This from a paramedic in NSW:
I was hoping you could help me out in regards to a question I have concerning Ambulance Services within Australia (Specifically NSW) and the requirement for a Medical Director.
With Paramedics currently not being a registered profession our authority to practice is derived from our organisations. Each service has its own version of protocols/clinical practice guidelines that are authorised by the organisation. In NSW our protocols use to be approved by our Medical Director. In recent years our Medical Director has resigned and with the publication of our latest version of protocols they are signed off as being authorised by ‘Executive Director Clinical Governance’ and as being maintained by ‘Clinical Governance’. My question is, ‘Do Ambulance Services/Organisations within Australia require a Medical Director’?
I am not insinuating that there is any deficiency with the clinical care within the ASNSW, on the contrary in recent years the ASNSW has established a number of clinical advisory groups to help guide practice. Is a individual head, such as a medical director required from a legal perspective.
Before sending you this email I reviewed some legislation. The Health Services Act 1997 does not refer to medical oversight of paramedic practice; neither does the now superseded Ambulance Services Act 1990.
Your advice and guidance would be appreciated as always.
As noted the practice of paramedicine is unregulated. With respect to the Ambulance Service of NSW the Health Services Act 1997 s 67B says that it is the Director General of Health who is responsible for operating the Ambulance Service of NSW though the operation can be delegated to “a committee, board or other body” (s 67AB) so the DG doesn’t personally have to run the ambulance service. Not surprisingly, the Parliament having charged the DG with responsibility for running the service has not set out in detail how that is to be done. There is an Ambulance Service Advisory Council (s 67C) but it does not have any provision regarding a medical director.
The first answer is that there is no legal requirement for the Ambulance Service of NSW to have a single medical director.
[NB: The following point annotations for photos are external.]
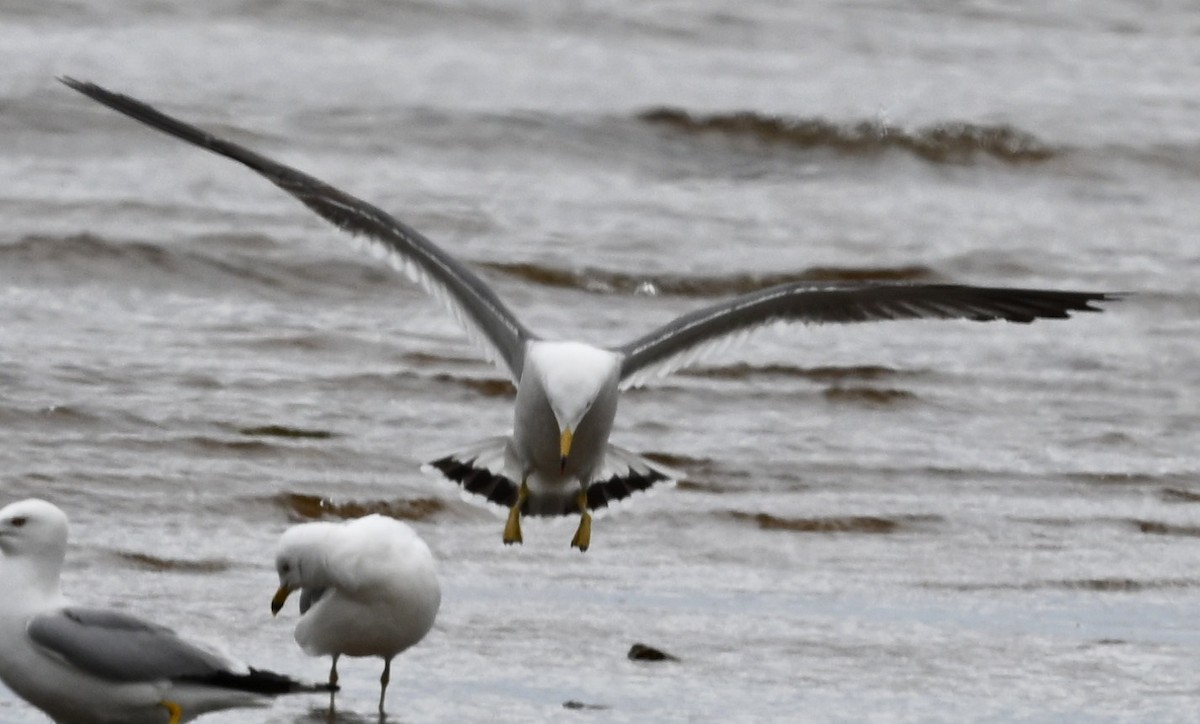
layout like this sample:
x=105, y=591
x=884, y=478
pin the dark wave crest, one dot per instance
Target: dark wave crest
x=844, y=524
x=953, y=142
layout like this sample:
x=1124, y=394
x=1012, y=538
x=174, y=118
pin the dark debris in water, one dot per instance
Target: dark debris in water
x=841, y=524
x=869, y=395
x=645, y=652
x=495, y=387
x=148, y=562
x=312, y=507
x=1155, y=527
x=285, y=431
x=1181, y=495
x=576, y=705
x=952, y=142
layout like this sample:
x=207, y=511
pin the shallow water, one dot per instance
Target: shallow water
x=927, y=521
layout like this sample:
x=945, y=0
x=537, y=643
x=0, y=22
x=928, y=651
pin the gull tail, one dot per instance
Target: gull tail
x=258, y=681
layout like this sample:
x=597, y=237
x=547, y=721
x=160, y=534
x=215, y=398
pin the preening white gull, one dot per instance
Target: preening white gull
x=558, y=459
x=367, y=587
x=97, y=666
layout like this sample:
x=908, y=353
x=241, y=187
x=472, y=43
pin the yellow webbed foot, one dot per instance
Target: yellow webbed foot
x=583, y=533
x=174, y=710
x=513, y=526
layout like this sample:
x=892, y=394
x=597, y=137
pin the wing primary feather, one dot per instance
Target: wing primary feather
x=701, y=333
x=472, y=301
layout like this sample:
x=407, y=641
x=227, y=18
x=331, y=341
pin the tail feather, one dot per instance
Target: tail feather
x=259, y=681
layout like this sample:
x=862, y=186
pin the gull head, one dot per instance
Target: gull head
x=34, y=527
x=573, y=376
x=299, y=561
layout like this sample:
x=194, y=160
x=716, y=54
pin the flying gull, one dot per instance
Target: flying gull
x=90, y=665
x=367, y=587
x=558, y=459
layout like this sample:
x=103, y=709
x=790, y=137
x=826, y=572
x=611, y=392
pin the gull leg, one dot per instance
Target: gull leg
x=583, y=533
x=333, y=684
x=174, y=710
x=513, y=527
x=383, y=682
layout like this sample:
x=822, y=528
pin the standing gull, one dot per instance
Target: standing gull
x=89, y=665
x=367, y=587
x=558, y=460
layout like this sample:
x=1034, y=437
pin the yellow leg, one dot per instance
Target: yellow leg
x=513, y=527
x=174, y=710
x=383, y=683
x=583, y=533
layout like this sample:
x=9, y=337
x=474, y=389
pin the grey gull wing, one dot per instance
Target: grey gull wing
x=123, y=648
x=473, y=303
x=697, y=334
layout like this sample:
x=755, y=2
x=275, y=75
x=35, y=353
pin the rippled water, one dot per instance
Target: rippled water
x=894, y=521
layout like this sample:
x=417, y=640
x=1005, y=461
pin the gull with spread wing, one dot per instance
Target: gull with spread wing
x=558, y=459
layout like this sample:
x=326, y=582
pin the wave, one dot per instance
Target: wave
x=951, y=142
x=210, y=262
x=1109, y=585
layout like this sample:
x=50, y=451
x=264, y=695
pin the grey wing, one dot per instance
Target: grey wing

As for private providers, in the absence of the s 67E I could buy myself an ambulance and start an ambulance company. With s 67E it is an offence to operate an ambulance service “without the consent of the Director-General and except in accordance with such conditions (if any) as the Director-General may from time to time impose.” Equally if an ambulance service wants to use scheduled drugs they need to obtain an authority from the Director General under the Poisons and Therapeutic Goods Act and its associated Regulations. Under those provisions the Director General could insist that there is a suitable level of medical supervision as a condition of the approvals.
The second answer is there is no obligation upon a private ambulance provider to have a medical director unless that is required as a condition of their approval to conduct the service and/or carry and use scheduled drugs.